16/01/2024

Die Grazer Arkadenhöfe sind berühmt. Peter Laukhardt spürt einzelnen in ihrer Geschichte und Bedeutung nach. In Teil 1 lädt er in die Sackstraße ein und zeigt, was es hinter den Hausfassaden zu entdecken gibt.

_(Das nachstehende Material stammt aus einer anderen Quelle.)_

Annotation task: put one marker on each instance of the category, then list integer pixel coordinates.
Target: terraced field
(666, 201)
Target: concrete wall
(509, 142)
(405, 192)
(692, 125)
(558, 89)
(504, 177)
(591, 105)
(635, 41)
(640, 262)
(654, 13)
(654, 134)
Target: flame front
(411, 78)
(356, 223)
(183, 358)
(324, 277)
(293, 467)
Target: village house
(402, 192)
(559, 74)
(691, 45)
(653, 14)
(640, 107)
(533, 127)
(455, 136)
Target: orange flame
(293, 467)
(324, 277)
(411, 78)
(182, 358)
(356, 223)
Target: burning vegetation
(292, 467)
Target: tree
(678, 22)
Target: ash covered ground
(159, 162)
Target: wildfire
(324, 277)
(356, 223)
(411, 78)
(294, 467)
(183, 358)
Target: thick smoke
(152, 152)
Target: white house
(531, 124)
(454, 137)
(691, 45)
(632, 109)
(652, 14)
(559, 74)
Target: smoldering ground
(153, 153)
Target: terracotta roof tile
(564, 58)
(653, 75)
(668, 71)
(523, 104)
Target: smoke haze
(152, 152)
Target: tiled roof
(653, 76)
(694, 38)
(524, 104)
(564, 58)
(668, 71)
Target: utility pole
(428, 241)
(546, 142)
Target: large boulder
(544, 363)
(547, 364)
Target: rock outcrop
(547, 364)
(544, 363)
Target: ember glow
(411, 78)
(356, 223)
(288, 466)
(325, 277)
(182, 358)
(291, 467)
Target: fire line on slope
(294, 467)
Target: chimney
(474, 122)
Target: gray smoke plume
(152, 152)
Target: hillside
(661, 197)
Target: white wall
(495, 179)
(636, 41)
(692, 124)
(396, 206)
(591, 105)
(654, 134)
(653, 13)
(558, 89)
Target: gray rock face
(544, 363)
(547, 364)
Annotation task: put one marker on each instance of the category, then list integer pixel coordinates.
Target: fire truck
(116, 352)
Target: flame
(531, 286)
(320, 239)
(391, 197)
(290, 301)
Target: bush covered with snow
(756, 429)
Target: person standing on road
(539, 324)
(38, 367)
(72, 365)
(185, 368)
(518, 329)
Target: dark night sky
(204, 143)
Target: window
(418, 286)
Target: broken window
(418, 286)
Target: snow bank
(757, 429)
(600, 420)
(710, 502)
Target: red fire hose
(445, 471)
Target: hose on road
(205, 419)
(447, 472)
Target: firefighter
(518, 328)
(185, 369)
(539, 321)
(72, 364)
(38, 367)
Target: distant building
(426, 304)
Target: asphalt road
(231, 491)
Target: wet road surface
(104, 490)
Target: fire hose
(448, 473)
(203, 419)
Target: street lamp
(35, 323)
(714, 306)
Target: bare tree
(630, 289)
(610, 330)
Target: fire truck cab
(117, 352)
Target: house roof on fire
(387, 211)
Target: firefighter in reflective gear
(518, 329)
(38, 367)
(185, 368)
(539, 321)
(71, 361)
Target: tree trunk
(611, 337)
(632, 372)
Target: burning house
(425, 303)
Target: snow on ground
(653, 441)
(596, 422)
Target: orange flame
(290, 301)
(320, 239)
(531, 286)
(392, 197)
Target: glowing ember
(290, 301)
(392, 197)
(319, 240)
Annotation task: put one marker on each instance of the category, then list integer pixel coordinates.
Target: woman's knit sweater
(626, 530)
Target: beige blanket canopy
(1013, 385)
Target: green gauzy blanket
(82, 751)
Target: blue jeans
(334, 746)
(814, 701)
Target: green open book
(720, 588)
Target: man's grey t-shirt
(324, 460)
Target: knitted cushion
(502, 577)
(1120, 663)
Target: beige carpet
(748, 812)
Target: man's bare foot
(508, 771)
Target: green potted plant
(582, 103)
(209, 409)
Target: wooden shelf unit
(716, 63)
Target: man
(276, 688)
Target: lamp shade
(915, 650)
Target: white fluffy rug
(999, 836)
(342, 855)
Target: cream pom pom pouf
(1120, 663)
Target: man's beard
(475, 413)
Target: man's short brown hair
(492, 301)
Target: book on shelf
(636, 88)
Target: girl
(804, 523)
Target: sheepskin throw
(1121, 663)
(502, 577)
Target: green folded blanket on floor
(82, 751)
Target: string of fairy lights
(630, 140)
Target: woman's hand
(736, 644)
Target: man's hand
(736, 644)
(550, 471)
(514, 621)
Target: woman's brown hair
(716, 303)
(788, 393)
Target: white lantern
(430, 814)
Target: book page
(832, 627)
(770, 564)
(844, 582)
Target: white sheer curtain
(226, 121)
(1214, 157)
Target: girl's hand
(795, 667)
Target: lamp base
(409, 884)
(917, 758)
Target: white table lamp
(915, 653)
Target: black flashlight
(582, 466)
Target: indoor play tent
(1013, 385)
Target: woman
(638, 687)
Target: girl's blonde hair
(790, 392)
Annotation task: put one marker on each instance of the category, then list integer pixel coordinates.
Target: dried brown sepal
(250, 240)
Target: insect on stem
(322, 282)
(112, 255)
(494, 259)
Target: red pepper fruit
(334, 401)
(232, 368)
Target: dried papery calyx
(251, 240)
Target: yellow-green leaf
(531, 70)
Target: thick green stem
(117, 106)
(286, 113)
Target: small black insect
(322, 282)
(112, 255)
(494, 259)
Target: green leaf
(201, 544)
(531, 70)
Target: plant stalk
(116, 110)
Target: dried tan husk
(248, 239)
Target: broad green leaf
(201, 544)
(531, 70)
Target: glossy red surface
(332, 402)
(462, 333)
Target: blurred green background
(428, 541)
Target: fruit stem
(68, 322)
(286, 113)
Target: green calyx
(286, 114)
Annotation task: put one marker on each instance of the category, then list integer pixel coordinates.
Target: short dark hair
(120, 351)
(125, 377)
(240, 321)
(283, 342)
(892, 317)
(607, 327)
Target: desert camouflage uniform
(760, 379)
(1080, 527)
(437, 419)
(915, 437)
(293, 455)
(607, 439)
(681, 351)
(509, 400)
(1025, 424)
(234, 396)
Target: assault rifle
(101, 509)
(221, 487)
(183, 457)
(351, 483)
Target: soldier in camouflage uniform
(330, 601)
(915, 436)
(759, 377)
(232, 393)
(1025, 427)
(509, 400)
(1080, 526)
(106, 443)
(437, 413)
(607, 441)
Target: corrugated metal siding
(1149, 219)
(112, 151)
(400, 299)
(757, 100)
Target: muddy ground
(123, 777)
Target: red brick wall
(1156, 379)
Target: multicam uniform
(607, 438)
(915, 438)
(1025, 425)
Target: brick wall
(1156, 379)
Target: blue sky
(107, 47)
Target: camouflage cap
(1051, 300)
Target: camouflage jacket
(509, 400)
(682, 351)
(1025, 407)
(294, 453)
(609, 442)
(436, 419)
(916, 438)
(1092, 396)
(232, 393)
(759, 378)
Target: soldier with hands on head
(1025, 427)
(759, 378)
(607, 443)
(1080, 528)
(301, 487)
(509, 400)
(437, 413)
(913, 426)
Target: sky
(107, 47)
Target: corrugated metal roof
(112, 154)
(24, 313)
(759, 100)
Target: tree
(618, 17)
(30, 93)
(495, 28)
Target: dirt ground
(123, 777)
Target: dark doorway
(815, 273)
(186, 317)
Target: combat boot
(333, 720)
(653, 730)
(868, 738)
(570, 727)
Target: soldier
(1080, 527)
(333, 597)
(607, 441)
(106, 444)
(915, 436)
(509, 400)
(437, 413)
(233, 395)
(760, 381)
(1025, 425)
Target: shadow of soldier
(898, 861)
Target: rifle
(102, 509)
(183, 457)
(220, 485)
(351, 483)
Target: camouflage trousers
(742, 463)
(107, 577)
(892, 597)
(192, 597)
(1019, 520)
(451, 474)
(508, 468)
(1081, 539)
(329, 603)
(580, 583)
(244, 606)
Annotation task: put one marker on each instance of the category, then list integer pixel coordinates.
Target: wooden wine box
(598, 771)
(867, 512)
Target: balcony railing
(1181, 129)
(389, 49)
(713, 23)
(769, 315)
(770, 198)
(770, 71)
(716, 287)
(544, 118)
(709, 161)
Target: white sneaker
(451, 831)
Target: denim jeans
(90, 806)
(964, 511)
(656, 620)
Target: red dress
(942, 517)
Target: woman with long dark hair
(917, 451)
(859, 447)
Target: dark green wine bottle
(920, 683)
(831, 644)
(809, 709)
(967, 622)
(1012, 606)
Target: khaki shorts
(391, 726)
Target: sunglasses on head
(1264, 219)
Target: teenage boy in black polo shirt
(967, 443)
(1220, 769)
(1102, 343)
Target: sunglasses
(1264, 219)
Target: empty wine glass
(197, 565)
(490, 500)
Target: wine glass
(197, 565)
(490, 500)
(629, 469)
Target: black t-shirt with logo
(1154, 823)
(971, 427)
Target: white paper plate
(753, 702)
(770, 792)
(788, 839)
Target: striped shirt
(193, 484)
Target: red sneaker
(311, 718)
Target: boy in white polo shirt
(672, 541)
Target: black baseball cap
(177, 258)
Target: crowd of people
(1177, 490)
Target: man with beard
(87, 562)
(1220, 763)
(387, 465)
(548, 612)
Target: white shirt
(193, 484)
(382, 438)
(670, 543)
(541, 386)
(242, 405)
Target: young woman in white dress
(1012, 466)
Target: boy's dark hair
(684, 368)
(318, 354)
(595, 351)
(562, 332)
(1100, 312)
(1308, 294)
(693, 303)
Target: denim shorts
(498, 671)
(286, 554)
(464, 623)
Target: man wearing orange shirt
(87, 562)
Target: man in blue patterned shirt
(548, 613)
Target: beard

Die Kolumne Schau doch! von Peter Laukhardt zu unersetzlichen, schützenswerten Bauten im Grazer Stadtraum erscheint regelmäßig am 3. Dienstag im Monat auf GAT.

16/01/2024

Bild 1: Arkaden Sackstraße, Grundlage Baualterplan von Eduard Andorfer

Bild 2: Kaiser-Franz-Josef-Kai 52, Arkadenhof, 2024

©: Peter Laukhardt

Bild 3: Säulenschema

Bild 4: Kaiser-Franz-Josef-Kai 34, 2024

©: Peter Laukhardt

Bild 5: Sackstraße 30, Arkaden in der Vorhalle, 2024

©: Peter Laukhardt

Bild 6: Sackstraße 26, Hoffassade, 2024

©: Peter Laukhardt

Bild 7: Sackstraße 26, Stiegenaufgang, 2024

©: Peter Laukhardt

Bild 8: Sackstraße 17, Palais Attems, 2024

©: Peter Laukhardt

Bild 9: Sackstraße 16, Ehrenhof, 2024

©: Peter Laukhardt

Bild 10: Sackstraße 14, Uhrturmblick, 2024

©: Peter Laukhardt

Bild 11: Sackstraße 12, Arkaden in der Durchfahrt, 2024

©: Peter Laukhardt

Bild 12: Sackstraße 12 Mueßhaus, 2024

©: Peter Laukhardt

Bild 13: Sackstraße 10, Hofarkaden 2, 2024

©: Peter Laukhardt

Bei vielen Führungen habe ich gern behauptet, die Stadt Graz könne auf über fünfzig Arkadenhöfe stolz sein. Im Zuge meiner Recherche für diese Kolumne zu den Durchgängen der Grazer Altstadt bin ich immer wieder auf solche Kleinode der Baukunst gestoßen, die es meiner Ansicht nach in dieser Dichte kaum anderswo gibt. Wie sehr Graz das Prädikat „Weltkulturerbe“ verdient hat, zeigt sich hier eindrucksvoll. Wir müssen den Hauseigentümern und dem Denkmalamt für die Erhaltung dieser architektonischen Schmuckstücke dankbar sein.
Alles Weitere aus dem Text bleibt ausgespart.